JAMES R. LAING, Philip K. Hopke, Eleanor F. Hopke, Liaquat Husain, Vincent A. Dutkiewicz, Jussi Paatero, Yro Viisinen, Clarkson University

     Abstract Number: 51
     Working Group: Remote and Regional Atmospheric Aerosols

Abstract
Long-term datasets of aerosol chemical composition are very useful for understanding past events. Significant changes have occurred in the Arctic over the past half century. Black carbon and sulfate concentrations in particular can help assess aerosol-driven climate forcing that has taken place and lead to a better understanding of changes in the Arctic atmosphere. Week-long historical filter samples collected at Kevo, Finland from 1964-2010 have been analyzed for various chemical species. Major ions and methane sulfonate (MSA) have been analyzed by ion chromatography (IC), trace elements by inductively coupled plasma - mass spectrometry (ICP-MS), and BC by light transmission.
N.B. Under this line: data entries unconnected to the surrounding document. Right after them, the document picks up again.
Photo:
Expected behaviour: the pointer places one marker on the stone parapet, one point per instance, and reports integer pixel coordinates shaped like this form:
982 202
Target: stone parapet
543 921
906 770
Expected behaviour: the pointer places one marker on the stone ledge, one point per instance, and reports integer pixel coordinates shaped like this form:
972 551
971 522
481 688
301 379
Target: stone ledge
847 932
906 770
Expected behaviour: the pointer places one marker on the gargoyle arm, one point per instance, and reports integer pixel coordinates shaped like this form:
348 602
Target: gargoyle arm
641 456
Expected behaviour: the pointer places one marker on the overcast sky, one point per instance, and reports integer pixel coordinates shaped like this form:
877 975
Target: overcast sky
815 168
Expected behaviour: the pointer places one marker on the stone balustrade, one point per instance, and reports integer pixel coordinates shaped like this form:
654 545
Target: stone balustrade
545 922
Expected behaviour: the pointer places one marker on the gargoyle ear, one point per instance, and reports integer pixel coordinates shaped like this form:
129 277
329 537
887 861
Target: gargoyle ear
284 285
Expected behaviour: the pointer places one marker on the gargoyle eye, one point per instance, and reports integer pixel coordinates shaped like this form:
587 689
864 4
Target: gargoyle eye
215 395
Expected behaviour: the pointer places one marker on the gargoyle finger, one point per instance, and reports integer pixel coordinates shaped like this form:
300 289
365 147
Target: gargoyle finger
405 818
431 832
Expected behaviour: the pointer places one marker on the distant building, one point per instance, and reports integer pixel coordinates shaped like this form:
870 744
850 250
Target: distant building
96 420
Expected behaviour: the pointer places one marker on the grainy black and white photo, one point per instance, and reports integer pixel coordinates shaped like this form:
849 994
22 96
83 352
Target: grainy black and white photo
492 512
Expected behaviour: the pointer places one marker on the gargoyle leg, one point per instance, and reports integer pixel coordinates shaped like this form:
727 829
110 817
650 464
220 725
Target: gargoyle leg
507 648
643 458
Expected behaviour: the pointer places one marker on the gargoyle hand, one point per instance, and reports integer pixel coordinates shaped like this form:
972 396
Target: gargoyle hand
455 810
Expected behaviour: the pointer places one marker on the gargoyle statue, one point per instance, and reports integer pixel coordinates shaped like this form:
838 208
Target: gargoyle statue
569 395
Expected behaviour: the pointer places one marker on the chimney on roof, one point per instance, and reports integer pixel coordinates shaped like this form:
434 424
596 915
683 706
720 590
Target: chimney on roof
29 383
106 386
Black carbon and non-sea salt sulfate (nss-SO42-) have decreased dramatically over the past 5 decades, most significantly in the early 1990’s coinciding with the collapse of the Soviet Union. This decline correlates with published global emissions inventories (Bond, 2007, Global Biogeochemical Cycles 21, GB2018; Smith, 2011, Atmos. Chem. Phys. 11, 1101–1116). Most heavy metals of interest (V, Ni, Cu, Cd, Sb, Pb) have decreased over this time period as well. The decrease in Pb in the Arctic atmosphere is attributable to the restricted use and ban of leaded gasoline in Europe. The 47-year complete data set will be analyzed by Positive Matrix Factorization (PMF). The receptor modeling results will be connected with back trajectory data in a Potential Source Contribution Function (PSCF) analysis to determine possible source areas. The combination of PMF and PSCF will identify sources and their geographic locations.